Urban Grown Food, Africa Response to Pandemic

Urban Grown Food, Africa Response to Pandemic

Where food comes from, how people access it, and what they are eating are all central to the COVID-19 response and recovery strategy for African cities.

Geoffrey Makhubo, Mayor of Johannesburg, and Mark Watts, Executive Director of C40 Cities argue that the COVID-19 pandemic reveals the threat that climate change and environmental degradation pose to public health and our collective ability to feed ourselves.

Mayor Geoffrey Makhubo

Makhubo and Watts express their concerns in a joint article. They say that “Food security is a common challenge throughout the world, particularly among vulnerable groups and the poor. Yet the great cities of Africa face a serious threat of hunger and malnutrition.”

“Our ambition should not be a return to ‘normal’ but to build a more sustainable, resilient, and fairer society out of the recovery from the COVID-19 crisis. That means guaranteeing that all citizens have access to adequate and nutritious food.” they argue.

The article mentions Lagos’s experience, where closed schools have been repurposed to serve as makeshift food markets to allow residents to access food without traveling long distances. Accra ramped up its home gardening program by distributing seedlings and is slowly creating an urban farming movement.

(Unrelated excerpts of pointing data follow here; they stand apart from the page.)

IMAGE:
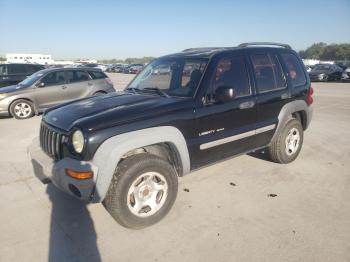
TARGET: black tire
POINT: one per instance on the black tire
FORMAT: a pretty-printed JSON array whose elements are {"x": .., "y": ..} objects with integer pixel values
[
  {"x": 27, "y": 112},
  {"x": 128, "y": 171},
  {"x": 278, "y": 149}
]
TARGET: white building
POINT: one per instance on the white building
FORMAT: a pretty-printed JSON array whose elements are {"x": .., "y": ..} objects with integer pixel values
[{"x": 29, "y": 58}]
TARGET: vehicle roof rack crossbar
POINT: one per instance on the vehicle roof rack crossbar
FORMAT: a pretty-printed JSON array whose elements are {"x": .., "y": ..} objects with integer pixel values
[
  {"x": 201, "y": 49},
  {"x": 265, "y": 44}
]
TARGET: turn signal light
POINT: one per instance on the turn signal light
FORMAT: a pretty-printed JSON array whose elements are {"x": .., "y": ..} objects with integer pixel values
[
  {"x": 310, "y": 99},
  {"x": 79, "y": 175}
]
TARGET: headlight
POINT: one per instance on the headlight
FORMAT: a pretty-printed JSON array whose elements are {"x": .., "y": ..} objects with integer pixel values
[{"x": 78, "y": 141}]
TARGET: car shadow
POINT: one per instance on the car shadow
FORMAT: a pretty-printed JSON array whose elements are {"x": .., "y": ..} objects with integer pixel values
[
  {"x": 72, "y": 233},
  {"x": 262, "y": 154}
]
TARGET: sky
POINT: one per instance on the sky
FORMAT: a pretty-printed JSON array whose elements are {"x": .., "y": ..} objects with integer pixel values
[{"x": 105, "y": 29}]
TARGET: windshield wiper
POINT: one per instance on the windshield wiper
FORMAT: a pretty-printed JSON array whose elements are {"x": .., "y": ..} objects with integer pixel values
[
  {"x": 159, "y": 91},
  {"x": 133, "y": 89}
]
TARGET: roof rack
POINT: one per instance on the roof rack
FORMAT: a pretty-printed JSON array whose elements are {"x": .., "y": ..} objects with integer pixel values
[
  {"x": 201, "y": 49},
  {"x": 265, "y": 44}
]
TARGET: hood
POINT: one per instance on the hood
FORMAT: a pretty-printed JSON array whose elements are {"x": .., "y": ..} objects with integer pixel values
[
  {"x": 10, "y": 89},
  {"x": 99, "y": 112}
]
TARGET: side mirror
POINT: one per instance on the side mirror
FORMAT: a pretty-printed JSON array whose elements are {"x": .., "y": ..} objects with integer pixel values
[
  {"x": 224, "y": 94},
  {"x": 41, "y": 84}
]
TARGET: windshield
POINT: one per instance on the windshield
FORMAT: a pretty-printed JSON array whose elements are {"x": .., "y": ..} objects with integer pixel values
[
  {"x": 322, "y": 67},
  {"x": 170, "y": 76},
  {"x": 32, "y": 79}
]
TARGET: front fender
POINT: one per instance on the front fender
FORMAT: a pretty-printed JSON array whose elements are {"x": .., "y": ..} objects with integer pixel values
[{"x": 111, "y": 151}]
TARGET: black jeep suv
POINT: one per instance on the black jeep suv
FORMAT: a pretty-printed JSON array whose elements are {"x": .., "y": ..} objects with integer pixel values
[{"x": 128, "y": 149}]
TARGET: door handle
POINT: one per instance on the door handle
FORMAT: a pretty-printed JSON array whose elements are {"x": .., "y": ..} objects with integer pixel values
[
  {"x": 285, "y": 96},
  {"x": 246, "y": 105}
]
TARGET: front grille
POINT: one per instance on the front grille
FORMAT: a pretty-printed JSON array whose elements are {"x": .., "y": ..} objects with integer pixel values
[{"x": 51, "y": 142}]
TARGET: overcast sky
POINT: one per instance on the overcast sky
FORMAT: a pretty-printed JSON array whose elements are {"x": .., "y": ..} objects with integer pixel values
[{"x": 119, "y": 29}]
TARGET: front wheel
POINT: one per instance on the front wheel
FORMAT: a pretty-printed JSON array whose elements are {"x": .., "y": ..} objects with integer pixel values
[
  {"x": 286, "y": 146},
  {"x": 22, "y": 109},
  {"x": 142, "y": 191}
]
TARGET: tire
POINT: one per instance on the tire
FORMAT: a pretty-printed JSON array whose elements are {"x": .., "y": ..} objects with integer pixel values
[
  {"x": 135, "y": 172},
  {"x": 22, "y": 109},
  {"x": 280, "y": 150}
]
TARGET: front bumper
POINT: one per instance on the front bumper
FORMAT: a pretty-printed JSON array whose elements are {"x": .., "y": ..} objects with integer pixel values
[{"x": 47, "y": 170}]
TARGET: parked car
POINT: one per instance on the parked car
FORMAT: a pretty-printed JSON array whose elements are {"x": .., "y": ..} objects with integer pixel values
[
  {"x": 128, "y": 149},
  {"x": 346, "y": 74},
  {"x": 135, "y": 69},
  {"x": 308, "y": 68},
  {"x": 50, "y": 87},
  {"x": 11, "y": 74},
  {"x": 326, "y": 72}
]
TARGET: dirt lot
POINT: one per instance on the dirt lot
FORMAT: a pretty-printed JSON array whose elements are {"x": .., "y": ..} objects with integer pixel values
[{"x": 226, "y": 215}]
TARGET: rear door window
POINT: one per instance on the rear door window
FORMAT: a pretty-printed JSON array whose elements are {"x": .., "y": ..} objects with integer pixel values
[
  {"x": 97, "y": 75},
  {"x": 77, "y": 76},
  {"x": 268, "y": 72},
  {"x": 54, "y": 78},
  {"x": 294, "y": 68},
  {"x": 3, "y": 70}
]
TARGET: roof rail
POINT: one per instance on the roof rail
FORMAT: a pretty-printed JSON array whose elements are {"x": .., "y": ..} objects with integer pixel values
[
  {"x": 201, "y": 49},
  {"x": 264, "y": 43}
]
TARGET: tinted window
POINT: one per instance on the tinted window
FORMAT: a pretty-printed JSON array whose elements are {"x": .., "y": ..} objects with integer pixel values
[
  {"x": 268, "y": 72},
  {"x": 295, "y": 71},
  {"x": 77, "y": 76},
  {"x": 192, "y": 73},
  {"x": 97, "y": 75},
  {"x": 32, "y": 68},
  {"x": 232, "y": 72},
  {"x": 16, "y": 69},
  {"x": 54, "y": 78},
  {"x": 3, "y": 69}
]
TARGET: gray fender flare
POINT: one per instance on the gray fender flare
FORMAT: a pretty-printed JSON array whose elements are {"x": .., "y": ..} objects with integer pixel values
[
  {"x": 290, "y": 108},
  {"x": 111, "y": 151}
]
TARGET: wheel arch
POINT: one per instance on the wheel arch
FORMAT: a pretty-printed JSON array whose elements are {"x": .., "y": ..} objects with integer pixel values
[
  {"x": 165, "y": 141},
  {"x": 21, "y": 98},
  {"x": 298, "y": 109}
]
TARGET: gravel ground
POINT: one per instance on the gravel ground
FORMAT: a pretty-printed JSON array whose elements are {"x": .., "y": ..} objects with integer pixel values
[{"x": 222, "y": 213}]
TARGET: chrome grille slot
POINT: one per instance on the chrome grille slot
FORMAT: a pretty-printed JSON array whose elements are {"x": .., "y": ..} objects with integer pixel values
[{"x": 51, "y": 142}]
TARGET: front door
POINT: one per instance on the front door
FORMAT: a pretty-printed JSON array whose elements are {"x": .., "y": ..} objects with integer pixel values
[
  {"x": 225, "y": 129},
  {"x": 51, "y": 93}
]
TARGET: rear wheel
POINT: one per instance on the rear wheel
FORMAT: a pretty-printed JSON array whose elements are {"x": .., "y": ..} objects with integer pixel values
[
  {"x": 287, "y": 144},
  {"x": 22, "y": 109},
  {"x": 142, "y": 191}
]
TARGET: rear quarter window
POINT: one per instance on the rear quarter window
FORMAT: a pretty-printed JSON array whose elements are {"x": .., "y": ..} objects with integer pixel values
[
  {"x": 268, "y": 72},
  {"x": 3, "y": 70},
  {"x": 294, "y": 68},
  {"x": 97, "y": 75}
]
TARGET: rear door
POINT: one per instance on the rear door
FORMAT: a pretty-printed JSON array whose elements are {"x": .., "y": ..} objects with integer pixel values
[
  {"x": 225, "y": 129},
  {"x": 272, "y": 92},
  {"x": 78, "y": 85},
  {"x": 4, "y": 78},
  {"x": 16, "y": 73},
  {"x": 52, "y": 93}
]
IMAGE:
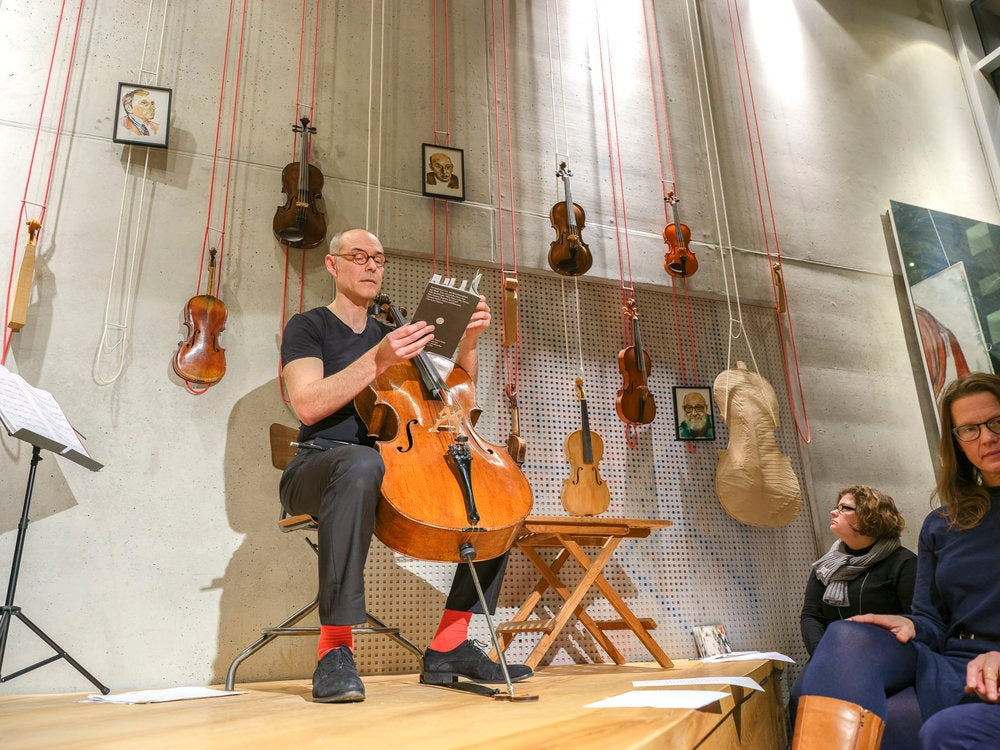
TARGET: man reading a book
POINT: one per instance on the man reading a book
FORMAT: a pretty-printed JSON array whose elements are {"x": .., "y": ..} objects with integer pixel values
[{"x": 329, "y": 355}]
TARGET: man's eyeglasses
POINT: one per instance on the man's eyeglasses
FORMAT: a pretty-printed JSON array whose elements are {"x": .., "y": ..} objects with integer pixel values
[
  {"x": 969, "y": 432},
  {"x": 361, "y": 258}
]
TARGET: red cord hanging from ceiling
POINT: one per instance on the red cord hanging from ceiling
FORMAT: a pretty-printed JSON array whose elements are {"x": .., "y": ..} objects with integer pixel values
[
  {"x": 508, "y": 271},
  {"x": 7, "y": 332},
  {"x": 778, "y": 286}
]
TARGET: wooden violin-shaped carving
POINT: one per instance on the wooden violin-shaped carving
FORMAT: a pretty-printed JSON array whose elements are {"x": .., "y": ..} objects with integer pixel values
[
  {"x": 200, "y": 359},
  {"x": 754, "y": 481},
  {"x": 584, "y": 493},
  {"x": 635, "y": 403},
  {"x": 569, "y": 254},
  {"x": 678, "y": 261},
  {"x": 444, "y": 485},
  {"x": 300, "y": 223}
]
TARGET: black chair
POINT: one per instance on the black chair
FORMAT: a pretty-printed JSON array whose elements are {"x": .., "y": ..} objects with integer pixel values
[{"x": 282, "y": 452}]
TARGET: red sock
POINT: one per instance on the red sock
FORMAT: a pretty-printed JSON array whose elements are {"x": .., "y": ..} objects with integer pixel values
[
  {"x": 334, "y": 636},
  {"x": 453, "y": 630}
]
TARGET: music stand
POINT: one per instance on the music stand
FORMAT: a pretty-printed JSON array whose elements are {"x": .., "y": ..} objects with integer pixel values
[{"x": 32, "y": 415}]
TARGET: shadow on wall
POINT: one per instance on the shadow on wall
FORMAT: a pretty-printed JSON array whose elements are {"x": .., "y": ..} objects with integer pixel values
[{"x": 272, "y": 574}]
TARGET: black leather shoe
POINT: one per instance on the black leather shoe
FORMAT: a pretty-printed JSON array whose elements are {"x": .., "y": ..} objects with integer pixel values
[
  {"x": 336, "y": 678},
  {"x": 468, "y": 661}
]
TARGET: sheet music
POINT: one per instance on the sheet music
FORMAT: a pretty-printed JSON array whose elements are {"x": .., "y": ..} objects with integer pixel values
[{"x": 34, "y": 415}]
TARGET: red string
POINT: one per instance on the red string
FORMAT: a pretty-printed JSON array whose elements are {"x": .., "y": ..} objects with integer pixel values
[
  {"x": 511, "y": 354},
  {"x": 736, "y": 28},
  {"x": 8, "y": 332}
]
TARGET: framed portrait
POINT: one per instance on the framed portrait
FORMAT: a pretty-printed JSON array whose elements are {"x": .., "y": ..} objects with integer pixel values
[
  {"x": 693, "y": 415},
  {"x": 142, "y": 115},
  {"x": 443, "y": 172}
]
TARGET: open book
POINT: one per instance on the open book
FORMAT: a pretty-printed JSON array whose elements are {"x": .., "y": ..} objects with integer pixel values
[
  {"x": 447, "y": 305},
  {"x": 32, "y": 415}
]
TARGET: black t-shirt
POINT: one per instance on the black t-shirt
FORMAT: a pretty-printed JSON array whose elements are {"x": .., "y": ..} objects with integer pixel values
[{"x": 321, "y": 334}]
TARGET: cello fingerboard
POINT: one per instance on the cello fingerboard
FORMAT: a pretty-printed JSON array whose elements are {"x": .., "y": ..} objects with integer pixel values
[{"x": 706, "y": 568}]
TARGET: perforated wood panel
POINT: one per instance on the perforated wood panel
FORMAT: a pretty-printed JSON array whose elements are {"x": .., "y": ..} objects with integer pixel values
[{"x": 706, "y": 568}]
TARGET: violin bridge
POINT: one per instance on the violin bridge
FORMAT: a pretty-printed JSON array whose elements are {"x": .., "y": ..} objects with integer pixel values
[{"x": 448, "y": 420}]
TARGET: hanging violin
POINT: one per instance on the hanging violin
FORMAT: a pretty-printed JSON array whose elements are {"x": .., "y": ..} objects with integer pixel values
[
  {"x": 569, "y": 254},
  {"x": 635, "y": 403},
  {"x": 585, "y": 492},
  {"x": 200, "y": 359},
  {"x": 678, "y": 261},
  {"x": 300, "y": 223}
]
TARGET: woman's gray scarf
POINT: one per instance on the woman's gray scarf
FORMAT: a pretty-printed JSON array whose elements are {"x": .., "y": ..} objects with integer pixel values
[{"x": 837, "y": 567}]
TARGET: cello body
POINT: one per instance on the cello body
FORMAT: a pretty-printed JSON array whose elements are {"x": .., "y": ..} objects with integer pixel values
[
  {"x": 425, "y": 511},
  {"x": 754, "y": 481},
  {"x": 585, "y": 493}
]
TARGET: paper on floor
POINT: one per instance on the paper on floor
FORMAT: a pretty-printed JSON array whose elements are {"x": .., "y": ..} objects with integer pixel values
[
  {"x": 660, "y": 699},
  {"x": 161, "y": 696}
]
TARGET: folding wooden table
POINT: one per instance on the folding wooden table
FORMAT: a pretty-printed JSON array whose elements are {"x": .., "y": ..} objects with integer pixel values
[{"x": 569, "y": 535}]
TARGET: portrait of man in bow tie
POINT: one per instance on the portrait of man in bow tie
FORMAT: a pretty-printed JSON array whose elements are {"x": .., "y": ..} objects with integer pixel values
[{"x": 142, "y": 115}]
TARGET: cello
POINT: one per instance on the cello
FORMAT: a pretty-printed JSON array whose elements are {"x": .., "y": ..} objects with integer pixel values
[
  {"x": 444, "y": 485},
  {"x": 300, "y": 223},
  {"x": 678, "y": 261},
  {"x": 199, "y": 358},
  {"x": 569, "y": 255},
  {"x": 635, "y": 403},
  {"x": 585, "y": 492}
]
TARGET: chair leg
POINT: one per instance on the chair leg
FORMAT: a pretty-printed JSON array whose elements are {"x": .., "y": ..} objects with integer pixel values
[
  {"x": 823, "y": 723},
  {"x": 268, "y": 635}
]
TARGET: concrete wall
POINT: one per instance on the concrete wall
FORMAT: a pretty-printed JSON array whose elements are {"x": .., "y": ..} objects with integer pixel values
[{"x": 857, "y": 103}]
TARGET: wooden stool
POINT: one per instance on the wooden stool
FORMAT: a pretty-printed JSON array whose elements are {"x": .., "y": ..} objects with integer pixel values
[{"x": 570, "y": 534}]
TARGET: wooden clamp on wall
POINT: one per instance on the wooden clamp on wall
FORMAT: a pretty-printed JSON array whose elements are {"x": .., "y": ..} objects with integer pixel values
[{"x": 25, "y": 276}]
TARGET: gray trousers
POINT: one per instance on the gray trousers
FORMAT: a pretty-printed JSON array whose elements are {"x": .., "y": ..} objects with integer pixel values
[{"x": 340, "y": 486}]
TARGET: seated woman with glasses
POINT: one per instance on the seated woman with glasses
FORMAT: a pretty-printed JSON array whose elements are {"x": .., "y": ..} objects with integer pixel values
[
  {"x": 948, "y": 647},
  {"x": 866, "y": 569}
]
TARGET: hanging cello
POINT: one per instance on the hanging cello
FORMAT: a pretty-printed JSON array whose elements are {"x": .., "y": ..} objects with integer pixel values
[
  {"x": 300, "y": 223},
  {"x": 569, "y": 255},
  {"x": 444, "y": 485},
  {"x": 585, "y": 492},
  {"x": 678, "y": 261},
  {"x": 200, "y": 359},
  {"x": 635, "y": 403}
]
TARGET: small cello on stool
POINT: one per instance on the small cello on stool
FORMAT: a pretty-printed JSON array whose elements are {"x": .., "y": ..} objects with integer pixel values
[
  {"x": 635, "y": 403},
  {"x": 585, "y": 492},
  {"x": 678, "y": 261},
  {"x": 199, "y": 359},
  {"x": 300, "y": 223},
  {"x": 569, "y": 254}
]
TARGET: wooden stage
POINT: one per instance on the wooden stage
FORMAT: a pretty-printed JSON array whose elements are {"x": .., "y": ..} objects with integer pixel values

“To plant a seed, watch it grow, to tend it and then harvest it, offered a simple but enduring satisfaction. The sense of being the custodian of that small patch of earth offered a taste of freedom.” – Nelson Mandela

“We also need to make sure that low-emission foods, locally sourced and predominantly plant-based, are the easiest and the cheapest option. This work was important before COVID-19 struck, now it is essential. The time to act is now!,” Makhubo and Watts concluded.